Les coordinations de policiers radiés de plusieurs wilayas du  pays ont organisé jeudi dernier un rassemblement national devant le cabinet du wali de Constantine pour réclamer leur réintégration dans ce corps de sécurité et en même temps apporter leur soutien au Premier ministre Sellal, «qui a été le seul à nous écouter et à nous redonner espoir», disent-ils.

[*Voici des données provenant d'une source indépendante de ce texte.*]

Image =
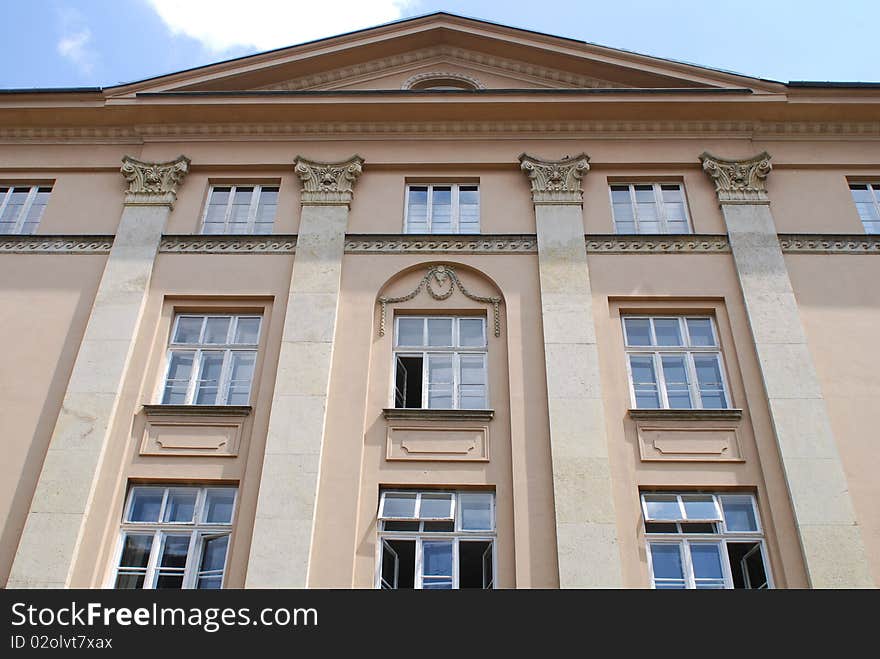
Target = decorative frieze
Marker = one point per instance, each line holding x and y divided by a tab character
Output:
276	244
153	183
645	244
797	243
556	181
326	183
411	244
738	181
444	277
56	244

 Selon le coordinateur national de ce mouvement de policiers «radiés injustement», comme le précise M. Meddour, «il s'agit de la situation de 5.000 policiers à l'échelle nationale et de près de 200 au niveau de la wilaya de Constantine, qui ont été radiés, victimes d'abus de pouvoir sans nom et ce, depuis 1988». Et de poursuivre, «nous n'avons pas oublié le fait qu'il a été très correct et sensible à notre situation, lorsque nous lui avions remis le 16 février passé près de l'université Mentouri, lors de l'essai du tramway, une lettre portant sur notre requête de réintégration dans les rangs de la police, et cela lors de sa visite d'inspection et de travail dans la wilaya de Constantine. Réintégration à un corps de sécurité, que nous avons servi loyalement pendant plusieurs années et dont nous avons été exclus arbitrairement et injustement».

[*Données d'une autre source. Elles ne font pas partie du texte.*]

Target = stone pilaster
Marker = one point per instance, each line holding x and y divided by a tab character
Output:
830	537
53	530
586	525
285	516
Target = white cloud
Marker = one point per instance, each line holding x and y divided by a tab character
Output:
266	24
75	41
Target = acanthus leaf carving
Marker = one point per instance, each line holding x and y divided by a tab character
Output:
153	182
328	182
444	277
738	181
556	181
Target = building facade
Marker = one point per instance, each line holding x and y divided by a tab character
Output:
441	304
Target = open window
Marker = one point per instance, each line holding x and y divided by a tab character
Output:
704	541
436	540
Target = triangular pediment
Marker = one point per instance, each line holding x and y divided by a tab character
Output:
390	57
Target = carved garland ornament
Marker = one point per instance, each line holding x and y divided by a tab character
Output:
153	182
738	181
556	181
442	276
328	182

 M. Sellal avait alors instruit le ministre de l'Intérieur et des Collectivités locales, qui faisait partie de la délégation, «de prendre en charge notre dossier et d'assainir notre situation». Cependant, dira-t-il, «cela fait maintenant près d'un mois que nous sommes à l'affût de nouvelles en la matière, et nous voulons que ce sit-in de toutes les coordinations soit un soutien à Sellal et à son gouvernement, mais aussi un rappel pour se pencher sur notre situation». Et notre interlocuteur de souligner dans ce cadre, «pour ce qui concerne nos réclamations, elles se résument pour l'essentiel en un seul point, à savoir nous faire reprendre nos anciens postes. Et dans le cas où la loi ne permet pas cette éventualité ou qu'elle s'avère impossible pour d'autres raisons, nous demandons que les concernés soient intégrés dans d'autres secteurs d'activité, à l'instar de ceux des mairies, des bureaux de poste, des établissements éducatifs, etc. L'important, dira-t-il, est que les emplois qui leur seront proposés ne soient pas dégradants mais dignes». «Il ne faut pas oublier, ajoutera-t-il, que la plupart d'entre nous ont servi l'Etat algérien durant la période sanglante qu'a connue le pays, celle marquée par le terrorisme et ont ainsi participé à le défendre et à lui éviter de tomber dans la barbarie». Par ailleurs et concernant le volet soutien au Premier ministre, une motion nous a été remise où la coordination des policiers radiés «injustement» dénonce les attaques qui ont ciblé M. Sellal aux travers des réseaux sociaux et de certains journaux nationaux. «Et là, dira-t-il, nous disons en tant que coordination, halte ! Car, nous considérons que porter atteinte à la personne du premier responsable du gouvernement algérien, M. Sellal, homme de dialogue, de confiance et de consensus, constitue une ligne rouge qu'il n'y a pas lieu de franchir». Enfin, M. Meddour nous apprendra qu'en fin de matinée, une délégation des policiers radiés a été reçue par un représentant du wali, qui a promis de transmettre leurs doléances à qui de droit.